Vimeo said some customer and user data was accessed without authorization after the recent breach at data anomaly detection company Anodot, with exposed records including email addresses for some customers, technical data, video titles and metadata.
KEY FACTS
- Exposed data Technical data, video titles, metadata and some customer email addresses
- Not affected Video content, account credentials and payment card information
- Impact Vimeo said its operations remained unaffected
- Response The company disabled Anodot credentials and removed the integration
The disclosure said the databases accessed primarily contained technical data, video titles and metadata. It said the exposed information did not include uploaded video content, account credentials or payment card information.

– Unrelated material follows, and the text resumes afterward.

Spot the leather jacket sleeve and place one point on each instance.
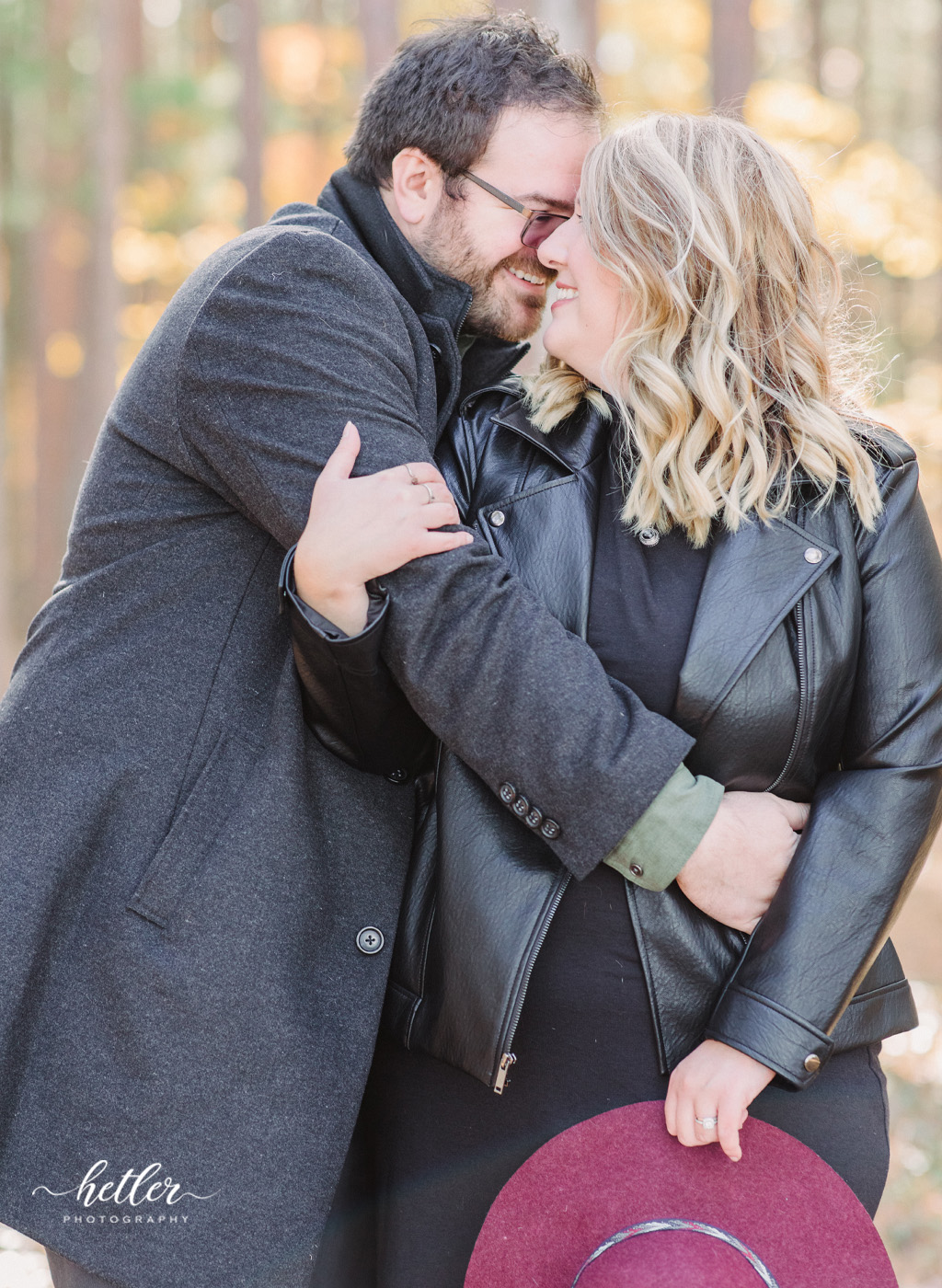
(350, 701)
(871, 821)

The breach was claimed by ShinyHunters, which said it had data from the company’s Snowflake and BigQuery instances and threatened to publish it by April 30 unless a ransom was paid. The group also warned the platform to expect “several annoying digital problems.”
The Anodot incident involved attackers stealing authentication tokens and using them to access customer environments, mainly Snowflake, and exfiltrate data from multiple organizations. Vimeo said it has disabled all Anodot credentials, removed the service’s integration and notified law enforcement.

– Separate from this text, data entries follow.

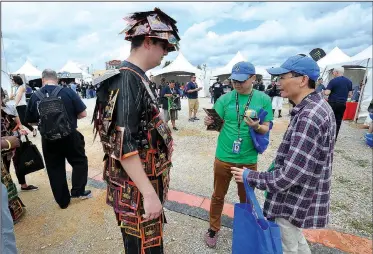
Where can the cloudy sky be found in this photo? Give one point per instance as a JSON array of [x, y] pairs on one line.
[[50, 34]]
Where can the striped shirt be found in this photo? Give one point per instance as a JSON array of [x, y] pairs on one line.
[[299, 186]]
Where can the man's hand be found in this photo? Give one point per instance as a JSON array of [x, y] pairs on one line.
[[152, 206], [208, 120], [237, 174], [253, 124]]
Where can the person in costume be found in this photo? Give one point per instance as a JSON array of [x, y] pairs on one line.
[[10, 131], [137, 143]]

The company said it is investigating with third-party security experts and will provide updates if new information emerges. It did not state how much data was taken.
WHY IT MATTERS
The case shows how a breach at one service provider can expose data from downstream customers even when their own systems are not directly compromised. For Vimeo users, the main confirmed risk is the exposure of contact and technical information, not payment data or uploaded videos.